C’era “Chuks”, il ‘chairman’, o presidente, in Italia che aveva sede a Torino. C’erano gli ‘elders’ o ‘emeritus’, i suoi vecchi consiglieri, e poi gli ‘FF’, una specie di capo territoriale: come era deejay‘Bugi’, Emmanuel Okenwa, l’autoproclamatosi “Re di Ferrara”.

Un soggetto con molto potere ma, come ha spiegato Andrea Marzocchi, l’ufficiale di polizia giudiziaria sentito nell’udienza di ieri del processo sulla mafia nigeriana a Ferrara e che ha ricostruito il quadro gerarchico dei Vikings, “i vertici erano spesso infastiditi dalla sua sovraesposizione a Ferrara, perché era conosciuto dalle forze dell’ordine”. E lo era perché era “una persona violenta nei modi, che spesso ricorreva alle minacce”.

Okenwa aveva comunque “un grado elevatissimo” a Ferrara e non solo (anche a Padova era molto rispettato), dove era “il punto di riferimento tra i diversi associati”. Non solo, oltre a dichiararsi re di Ferrara, “affermava anche di essere uno dei fondatori del gruppo in Italia, un’avanguardia”.

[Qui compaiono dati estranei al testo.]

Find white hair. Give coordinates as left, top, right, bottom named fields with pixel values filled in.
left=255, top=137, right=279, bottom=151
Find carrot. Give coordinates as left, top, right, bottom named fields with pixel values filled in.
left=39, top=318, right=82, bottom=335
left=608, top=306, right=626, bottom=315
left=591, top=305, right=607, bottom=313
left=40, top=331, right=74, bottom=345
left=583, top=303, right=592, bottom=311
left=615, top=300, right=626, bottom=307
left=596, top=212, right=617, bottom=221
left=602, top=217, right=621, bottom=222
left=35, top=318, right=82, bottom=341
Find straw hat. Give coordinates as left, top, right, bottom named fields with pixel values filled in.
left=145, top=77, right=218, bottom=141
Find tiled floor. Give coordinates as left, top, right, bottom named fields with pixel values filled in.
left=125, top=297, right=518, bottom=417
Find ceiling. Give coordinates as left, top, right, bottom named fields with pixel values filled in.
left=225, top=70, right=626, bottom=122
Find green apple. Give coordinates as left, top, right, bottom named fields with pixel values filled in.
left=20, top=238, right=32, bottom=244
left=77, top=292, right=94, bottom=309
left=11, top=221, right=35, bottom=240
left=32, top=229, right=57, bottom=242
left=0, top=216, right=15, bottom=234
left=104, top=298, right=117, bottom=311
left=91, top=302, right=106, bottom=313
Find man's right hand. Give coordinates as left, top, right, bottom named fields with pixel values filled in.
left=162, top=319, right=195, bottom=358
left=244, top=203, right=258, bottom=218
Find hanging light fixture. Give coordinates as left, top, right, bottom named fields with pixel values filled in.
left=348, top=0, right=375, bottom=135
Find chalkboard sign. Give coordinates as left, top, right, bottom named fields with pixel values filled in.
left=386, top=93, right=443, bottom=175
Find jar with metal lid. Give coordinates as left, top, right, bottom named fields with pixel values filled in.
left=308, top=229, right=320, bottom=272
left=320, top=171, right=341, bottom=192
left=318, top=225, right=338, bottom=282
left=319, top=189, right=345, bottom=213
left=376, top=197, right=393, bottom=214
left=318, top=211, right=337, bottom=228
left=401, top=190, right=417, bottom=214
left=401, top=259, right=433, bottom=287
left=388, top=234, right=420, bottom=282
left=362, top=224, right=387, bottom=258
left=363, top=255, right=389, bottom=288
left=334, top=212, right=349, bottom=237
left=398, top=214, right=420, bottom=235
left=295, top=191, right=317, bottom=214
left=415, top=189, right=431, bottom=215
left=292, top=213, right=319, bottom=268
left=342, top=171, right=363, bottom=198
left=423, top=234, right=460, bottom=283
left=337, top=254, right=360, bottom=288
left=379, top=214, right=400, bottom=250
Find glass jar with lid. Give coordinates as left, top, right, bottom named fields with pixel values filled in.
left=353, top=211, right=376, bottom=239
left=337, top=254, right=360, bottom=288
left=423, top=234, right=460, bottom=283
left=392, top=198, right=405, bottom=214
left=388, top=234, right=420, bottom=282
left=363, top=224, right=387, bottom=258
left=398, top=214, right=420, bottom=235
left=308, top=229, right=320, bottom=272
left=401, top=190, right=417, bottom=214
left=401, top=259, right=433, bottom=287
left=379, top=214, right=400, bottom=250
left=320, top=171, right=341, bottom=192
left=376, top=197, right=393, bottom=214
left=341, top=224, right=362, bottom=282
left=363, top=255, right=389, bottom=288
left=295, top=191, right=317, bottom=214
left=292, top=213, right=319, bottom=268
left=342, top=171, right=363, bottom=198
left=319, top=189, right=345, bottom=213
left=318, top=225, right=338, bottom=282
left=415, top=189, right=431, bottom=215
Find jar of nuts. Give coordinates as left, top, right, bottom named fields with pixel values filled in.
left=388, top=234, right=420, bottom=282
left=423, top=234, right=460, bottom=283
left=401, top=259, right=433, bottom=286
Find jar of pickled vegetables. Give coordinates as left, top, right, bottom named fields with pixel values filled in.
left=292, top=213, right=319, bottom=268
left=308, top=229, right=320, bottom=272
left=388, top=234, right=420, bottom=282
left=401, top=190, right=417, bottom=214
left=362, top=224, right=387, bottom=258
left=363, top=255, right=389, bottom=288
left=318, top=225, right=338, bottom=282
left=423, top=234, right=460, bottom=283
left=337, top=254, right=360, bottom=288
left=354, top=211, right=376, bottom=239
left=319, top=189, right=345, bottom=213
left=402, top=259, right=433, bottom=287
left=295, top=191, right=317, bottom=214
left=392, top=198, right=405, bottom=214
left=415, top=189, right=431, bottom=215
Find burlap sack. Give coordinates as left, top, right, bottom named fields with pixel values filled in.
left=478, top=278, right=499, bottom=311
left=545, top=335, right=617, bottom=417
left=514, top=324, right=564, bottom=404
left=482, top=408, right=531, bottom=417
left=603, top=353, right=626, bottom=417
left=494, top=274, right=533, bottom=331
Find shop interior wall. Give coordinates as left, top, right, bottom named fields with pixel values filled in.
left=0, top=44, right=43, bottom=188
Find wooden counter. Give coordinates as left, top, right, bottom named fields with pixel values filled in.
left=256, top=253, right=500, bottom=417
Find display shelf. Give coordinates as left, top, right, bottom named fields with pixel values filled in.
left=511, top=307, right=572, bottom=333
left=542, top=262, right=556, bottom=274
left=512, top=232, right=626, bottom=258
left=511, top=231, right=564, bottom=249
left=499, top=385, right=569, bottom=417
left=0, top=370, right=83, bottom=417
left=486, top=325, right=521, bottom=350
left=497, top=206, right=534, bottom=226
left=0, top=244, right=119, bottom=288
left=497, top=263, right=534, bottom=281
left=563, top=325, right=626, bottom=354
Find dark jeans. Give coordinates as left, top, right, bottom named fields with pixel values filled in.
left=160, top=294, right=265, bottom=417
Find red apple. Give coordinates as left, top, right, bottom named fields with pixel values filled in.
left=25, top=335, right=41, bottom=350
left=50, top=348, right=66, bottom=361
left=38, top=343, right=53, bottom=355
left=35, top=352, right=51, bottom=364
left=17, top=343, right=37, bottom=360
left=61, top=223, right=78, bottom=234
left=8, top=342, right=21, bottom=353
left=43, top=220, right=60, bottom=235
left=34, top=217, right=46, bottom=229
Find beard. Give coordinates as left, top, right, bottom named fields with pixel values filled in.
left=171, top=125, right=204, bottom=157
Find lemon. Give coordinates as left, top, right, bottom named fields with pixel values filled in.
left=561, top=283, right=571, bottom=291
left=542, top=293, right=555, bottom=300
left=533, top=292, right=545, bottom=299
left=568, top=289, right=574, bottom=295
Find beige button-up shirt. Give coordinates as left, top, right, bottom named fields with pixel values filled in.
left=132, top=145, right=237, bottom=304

Marzocchi, come detto, si è occupato anche di tracciare un quadro generale dell’organizzazione, il ‘cult’ della Supreme Vikings Confraternity, conosciuto anche come Kclub de Norsemen o Arobaga o, ancora, The Adventurers, fondato nel 1994 in Nigeria, riconosciuto inizialmente dallo Stato e “man mano sempre più utilizzato dal potere a fine politico per portare instabilità: era specializzato nel sottrarre schede elettorali durante le elezioni”.

Se i rivali ‘Eiye’ – quelli di Stephen Oboh, l’uomo vittima dell’agguato di via Olimpia Morata – sono “specializzati nel traffico di esseri umani”, i Vikings sono “attivi nel traffico di stupefacenti”.

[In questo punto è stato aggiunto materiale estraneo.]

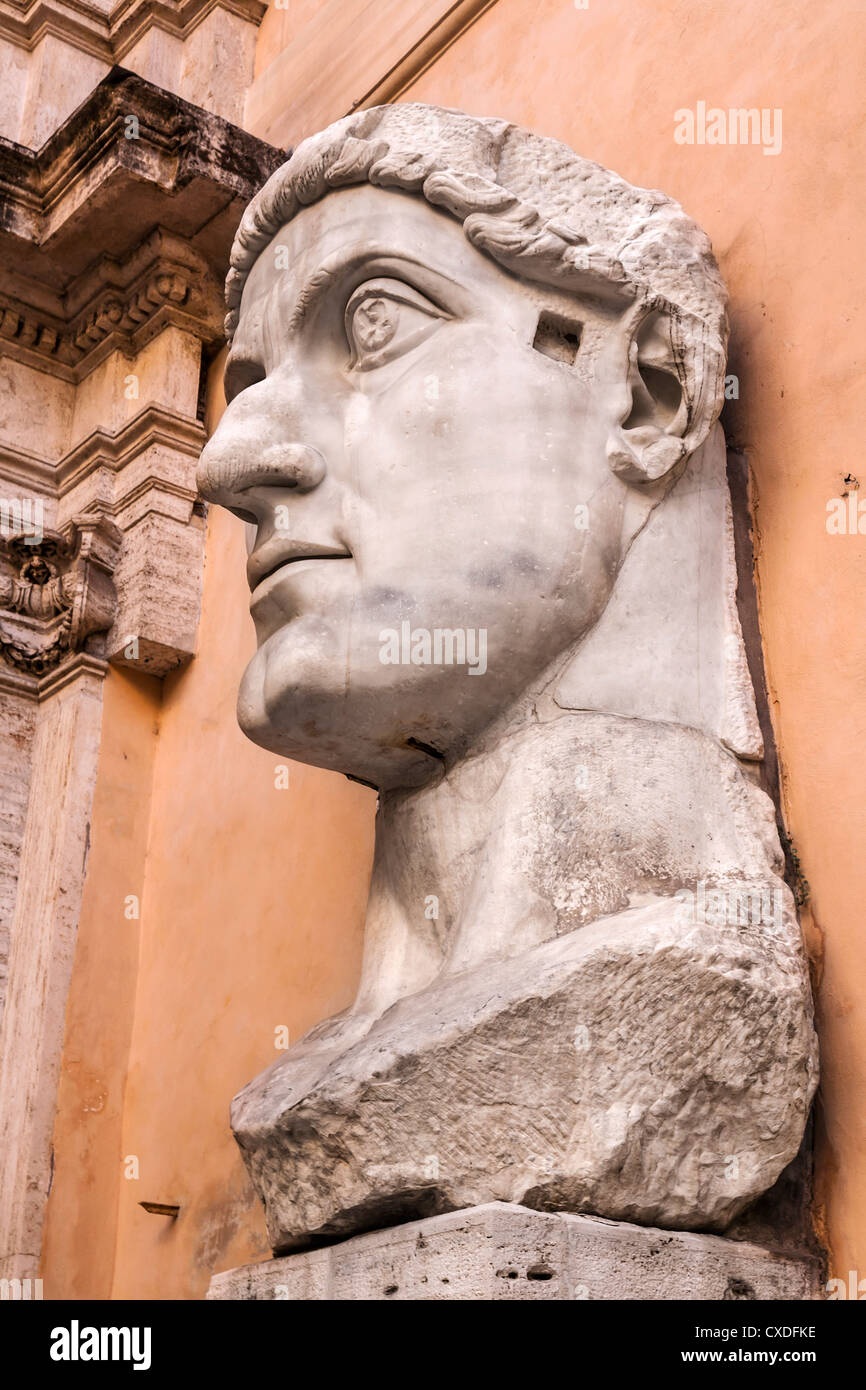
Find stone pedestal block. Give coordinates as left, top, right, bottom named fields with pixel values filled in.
left=207, top=1203, right=819, bottom=1302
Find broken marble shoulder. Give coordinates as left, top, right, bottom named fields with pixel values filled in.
left=231, top=701, right=816, bottom=1253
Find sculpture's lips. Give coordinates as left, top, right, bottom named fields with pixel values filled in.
left=247, top=544, right=352, bottom=593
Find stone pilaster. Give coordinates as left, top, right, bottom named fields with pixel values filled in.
left=0, top=64, right=283, bottom=1279
left=0, top=655, right=113, bottom=1280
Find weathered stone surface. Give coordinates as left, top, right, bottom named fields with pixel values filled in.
left=0, top=61, right=284, bottom=1279
left=0, top=656, right=110, bottom=1280
left=0, top=679, right=37, bottom=1025
left=558, top=426, right=762, bottom=758
left=0, top=72, right=285, bottom=680
left=234, top=896, right=816, bottom=1252
left=197, top=104, right=818, bottom=1253
left=0, top=69, right=285, bottom=359
left=0, top=1, right=267, bottom=146
left=0, top=517, right=121, bottom=677
left=207, top=1203, right=820, bottom=1301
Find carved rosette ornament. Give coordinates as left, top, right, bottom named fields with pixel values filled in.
left=0, top=518, right=122, bottom=676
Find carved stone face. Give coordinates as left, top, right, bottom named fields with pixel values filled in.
left=198, top=184, right=655, bottom=788
left=194, top=115, right=817, bottom=1256
left=22, top=557, right=51, bottom=584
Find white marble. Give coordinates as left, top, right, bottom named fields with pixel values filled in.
left=197, top=104, right=818, bottom=1252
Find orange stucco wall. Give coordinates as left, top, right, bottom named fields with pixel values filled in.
left=389, top=0, right=865, bottom=1285
left=44, top=0, right=864, bottom=1296
left=43, top=359, right=374, bottom=1299
left=40, top=665, right=159, bottom=1299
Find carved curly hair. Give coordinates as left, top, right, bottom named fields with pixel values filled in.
left=226, top=103, right=728, bottom=467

Segni distintivi: il colore rosso, usato preferibilmente indossando un basco, tatuaggi che richiamano il mondo marinaresco, come l’àncora. Segni di costituzione di un’organizzazione: un linguaggio in codice, ad esempio “usavano il numero 36 per indicare la riunione”, e il numero corrisponde al numero di Stati nigeriani; il versamento di una sorta di ‘quota sociale’ che aumenta salendo la scala gerarchica; il ricorso alla violenza fisica con l’uso anche di armi. Tra queste i Vikings prediligono il machete, come accaduto in via Olimpia Morata: “È l’arma bianca per eccellenza dei Vikings, tant’è che il suo uso viene anche ‘pubblicizzato’ nei post su Facebook”, ha spiegato l’investigatore, “altri cult invece usano l’ascia”. E, infine, la ‘fama’: “Il solo pronunciare il nome Vikings – ha spiegato ancora Marzocchi – incute paura, timore e rispetto”.

Nelle prossime udienze questo quadro verrà calato ancora più nello specifico nella realtà ferrarese, procedendo posizione per posizione, con il riscontro anche di varie intercettazioni, per delineare i ruoli dei singoli imputati.